The following are some prominent attacks in Nigeria:

| Date | Location | Attack Type | Fatalities |
|---|---|---|---|
| 3/5/2015 | Egba | Firearms | 95 |
| 2/24/2016 | Abugbe | Armed Assault | 51 |
| 2/24/2016 | Aila | Armed Assault | 50 |
| 2/24/2016 | Akwu | Armed Assault | 50 |
| 2/24/2016 | Ugboju | Armed Assault | 50 |
| 6/18/2016 | Logo District | Armed Assault | 59 |
| 3/20/2017 | Zaki Biam | Armed Assault | 73 |
| 5/5/2018 | Gwaska | Facility/Infrastructure Attack | 58 |
| 9/3/2018 | Bolki | Facility/Infrastructure Attack | 35 |

== Statistics ==
- In 2018, the Herder-Farmer conflicts were responsible for 72% of deaths in Nigeria. The total death toll was 1,159 deaths.
- In 2019, just one year later, Herder-Farmer conflicts were responsible for only 26% of deaths in Nigeria, accounting for 325 deaths.
- Between the years 2010 and 2016, these conflicts were responsible for 3,068 deaths across several West-African countries.
- In 2014, more than 1,200 people lost their lives. This made the Herder-Farmer conflicts the world's fourth deadliest conflicts group.
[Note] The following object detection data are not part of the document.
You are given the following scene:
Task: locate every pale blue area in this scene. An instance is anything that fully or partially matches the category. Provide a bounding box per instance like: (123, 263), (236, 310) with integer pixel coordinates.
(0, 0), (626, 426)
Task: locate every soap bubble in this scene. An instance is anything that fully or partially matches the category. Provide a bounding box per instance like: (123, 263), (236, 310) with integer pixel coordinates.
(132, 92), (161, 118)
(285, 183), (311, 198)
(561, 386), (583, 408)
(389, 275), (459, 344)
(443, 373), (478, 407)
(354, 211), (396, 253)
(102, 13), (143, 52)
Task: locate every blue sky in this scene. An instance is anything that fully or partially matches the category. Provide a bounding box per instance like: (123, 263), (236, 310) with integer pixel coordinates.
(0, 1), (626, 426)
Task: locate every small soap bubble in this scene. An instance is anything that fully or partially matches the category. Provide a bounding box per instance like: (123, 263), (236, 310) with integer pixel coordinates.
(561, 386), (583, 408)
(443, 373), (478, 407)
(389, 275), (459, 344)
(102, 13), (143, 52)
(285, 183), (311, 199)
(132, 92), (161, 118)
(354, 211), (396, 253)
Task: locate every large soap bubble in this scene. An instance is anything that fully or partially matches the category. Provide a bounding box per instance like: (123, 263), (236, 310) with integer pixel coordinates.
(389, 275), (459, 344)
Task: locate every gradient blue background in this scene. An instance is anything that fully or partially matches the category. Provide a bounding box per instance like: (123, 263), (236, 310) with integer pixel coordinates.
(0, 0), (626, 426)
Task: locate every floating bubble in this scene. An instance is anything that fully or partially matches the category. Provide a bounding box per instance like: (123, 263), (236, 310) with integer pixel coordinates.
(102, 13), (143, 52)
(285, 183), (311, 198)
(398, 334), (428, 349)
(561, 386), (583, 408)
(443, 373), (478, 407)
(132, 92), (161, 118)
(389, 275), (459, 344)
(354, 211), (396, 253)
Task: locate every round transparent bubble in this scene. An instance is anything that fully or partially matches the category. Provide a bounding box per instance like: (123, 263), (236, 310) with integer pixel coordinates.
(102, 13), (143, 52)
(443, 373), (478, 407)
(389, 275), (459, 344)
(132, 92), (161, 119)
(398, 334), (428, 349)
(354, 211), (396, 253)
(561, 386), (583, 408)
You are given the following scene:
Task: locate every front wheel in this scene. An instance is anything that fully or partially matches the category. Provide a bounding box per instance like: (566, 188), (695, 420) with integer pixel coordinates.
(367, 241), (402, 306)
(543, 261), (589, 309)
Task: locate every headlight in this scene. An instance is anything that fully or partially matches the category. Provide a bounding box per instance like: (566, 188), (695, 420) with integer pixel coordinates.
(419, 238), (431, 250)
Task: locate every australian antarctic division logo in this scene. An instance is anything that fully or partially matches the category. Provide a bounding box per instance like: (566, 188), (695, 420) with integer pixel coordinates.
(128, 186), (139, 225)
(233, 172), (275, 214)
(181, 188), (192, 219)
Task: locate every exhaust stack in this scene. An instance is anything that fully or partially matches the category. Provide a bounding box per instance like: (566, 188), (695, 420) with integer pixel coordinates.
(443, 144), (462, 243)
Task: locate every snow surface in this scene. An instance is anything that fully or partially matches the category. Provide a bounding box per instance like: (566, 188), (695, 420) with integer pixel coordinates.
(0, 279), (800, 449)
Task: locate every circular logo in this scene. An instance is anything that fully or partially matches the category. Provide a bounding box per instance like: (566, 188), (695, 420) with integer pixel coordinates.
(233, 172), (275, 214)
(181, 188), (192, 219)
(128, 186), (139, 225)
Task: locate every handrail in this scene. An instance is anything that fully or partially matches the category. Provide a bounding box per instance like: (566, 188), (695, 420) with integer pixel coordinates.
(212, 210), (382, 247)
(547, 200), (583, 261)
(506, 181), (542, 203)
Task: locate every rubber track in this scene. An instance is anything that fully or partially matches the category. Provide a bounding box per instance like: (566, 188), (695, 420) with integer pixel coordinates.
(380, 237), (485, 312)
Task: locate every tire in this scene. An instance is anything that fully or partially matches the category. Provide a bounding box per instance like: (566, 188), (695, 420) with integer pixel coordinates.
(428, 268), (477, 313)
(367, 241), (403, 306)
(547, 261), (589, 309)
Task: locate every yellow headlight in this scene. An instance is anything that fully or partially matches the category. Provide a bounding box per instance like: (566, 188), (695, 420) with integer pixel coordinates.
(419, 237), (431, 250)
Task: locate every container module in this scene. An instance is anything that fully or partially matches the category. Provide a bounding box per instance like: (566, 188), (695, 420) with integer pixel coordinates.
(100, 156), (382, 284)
=== Nigerian Grazing Reserve Act of 1964 ===
In 1964, the government passed this act, hoping that it would encourage the Fulani to adopt sedentary lifestyles and graze on these reserved lands.

=== Land Use Act of 1978 ===
In 1978, the government implemented the Land Use Act. This piece of legislation empowered the federal government to allocate land to different groups. Additionally, indigenous groups were granted the right to claim ownership of ancestral territories. The passage of the Land Use Act exacerbated the Fulani-farmer conflict, as the nomadic Fulani were largely excluded from the right to claim ownership of ancestral land.

=== Nigerian Agricultural Policy of 1988 ===
In an attempt to resolve the issues presented by the Land Use Act, the government has demarcated specific grazing reserves with the Nigerian Agricultural Policy. This law set aside a minimum 10% of the total territory of the country to be reserved for grazing. To date, this mandate has not been enforced to its fullest capacity.

== Effects of conflict ==
=== Reduced crop yield ===
The constant conflict between the pastoralists and the farmers has had a negative effect on both the herder and the farmer output. Both indiscriminately destroy the crops and the cattle negatively affecting agricultural production.

=== Displacement of farmers ===
Both the Farmers and the Herders are displaced by this conflict, exacerbating poverty and disorder in the agricultural regions.